En el año 2000 me embarqué a estudiar antropología social en la inhóspita Iztapalapa, en la Universidad Autónoma Metropolitana, por ser hijo de una mujer antropóloga, historiadora y científica social. Aquel año participé como oyente en mi primer congreso estudiantil, el de estudiantes de antropología, organizado por la UAM-I aquel año. Mis graduales aproximaciones al conocimiento humanista y científico social, bastante desatinadas por iniciarse con obras y autores sin orden ni estructura (psicoanalistas, historiadores regionales, antropólogos y obras testimoniales, estudios latinoamericanos, poesía, entre otros), estaban emparejadas con una profunda afición por el rock argentino de los setentas, ochentas y noventas del deslumbrante siglo XX que acababa con el jubileo vaticano, las olimpiadas en Sidney, el virus informático Y2K y mi llegada a una Ciudad de México o Distrito Federal de lo más violenta, estrepitosa y terrible posible. Ese año 2000 había comenzado a tener exploraciones territoriales y urbanas en la capital mexicana, para irme empapando de las formas de sobrevivencia en la gran urbe.
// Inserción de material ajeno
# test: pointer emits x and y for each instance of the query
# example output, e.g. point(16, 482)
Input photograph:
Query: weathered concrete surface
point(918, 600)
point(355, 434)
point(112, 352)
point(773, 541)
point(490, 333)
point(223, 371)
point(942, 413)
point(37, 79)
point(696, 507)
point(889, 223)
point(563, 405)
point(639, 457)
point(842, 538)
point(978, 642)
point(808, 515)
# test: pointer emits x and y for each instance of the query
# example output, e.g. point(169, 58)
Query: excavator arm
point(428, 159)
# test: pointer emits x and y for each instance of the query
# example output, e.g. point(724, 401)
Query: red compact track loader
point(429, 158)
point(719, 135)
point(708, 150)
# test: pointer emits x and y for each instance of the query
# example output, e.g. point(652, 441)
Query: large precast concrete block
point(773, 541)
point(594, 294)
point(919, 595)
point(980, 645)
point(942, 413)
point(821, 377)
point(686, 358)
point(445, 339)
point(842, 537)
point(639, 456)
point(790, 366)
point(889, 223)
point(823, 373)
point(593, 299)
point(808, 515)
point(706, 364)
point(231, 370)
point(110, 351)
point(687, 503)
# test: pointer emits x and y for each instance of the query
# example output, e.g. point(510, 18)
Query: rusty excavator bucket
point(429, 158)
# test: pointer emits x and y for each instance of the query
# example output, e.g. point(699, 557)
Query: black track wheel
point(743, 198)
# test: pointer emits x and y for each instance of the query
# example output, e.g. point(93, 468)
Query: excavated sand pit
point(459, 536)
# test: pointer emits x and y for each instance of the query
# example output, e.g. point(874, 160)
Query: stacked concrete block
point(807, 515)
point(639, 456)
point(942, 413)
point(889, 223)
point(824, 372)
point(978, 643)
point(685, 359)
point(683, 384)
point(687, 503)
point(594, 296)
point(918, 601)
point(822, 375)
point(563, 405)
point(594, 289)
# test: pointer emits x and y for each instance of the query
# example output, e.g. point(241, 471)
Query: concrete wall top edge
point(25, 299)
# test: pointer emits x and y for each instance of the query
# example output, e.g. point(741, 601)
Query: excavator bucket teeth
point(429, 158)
Por aquellos tiempos mis colegas estudiantes de antropología de la UAM-I me acogieron y me permitieron ser parte del congreso, de lo cual valoré muchas cosas. Escuché conferencias magistrales estupendas de Roberto Varela, Michel Kerney, Enrique Dussel, Juan Castaigns y Nestor García Canclini. Era un joven inocente e ingenuo, aburguesado, proveniente del mundo de los deportes, temeroso de los bajos mundos, la pobreza, el crimen y los peligros de la gran ciudad para un simple provinciano.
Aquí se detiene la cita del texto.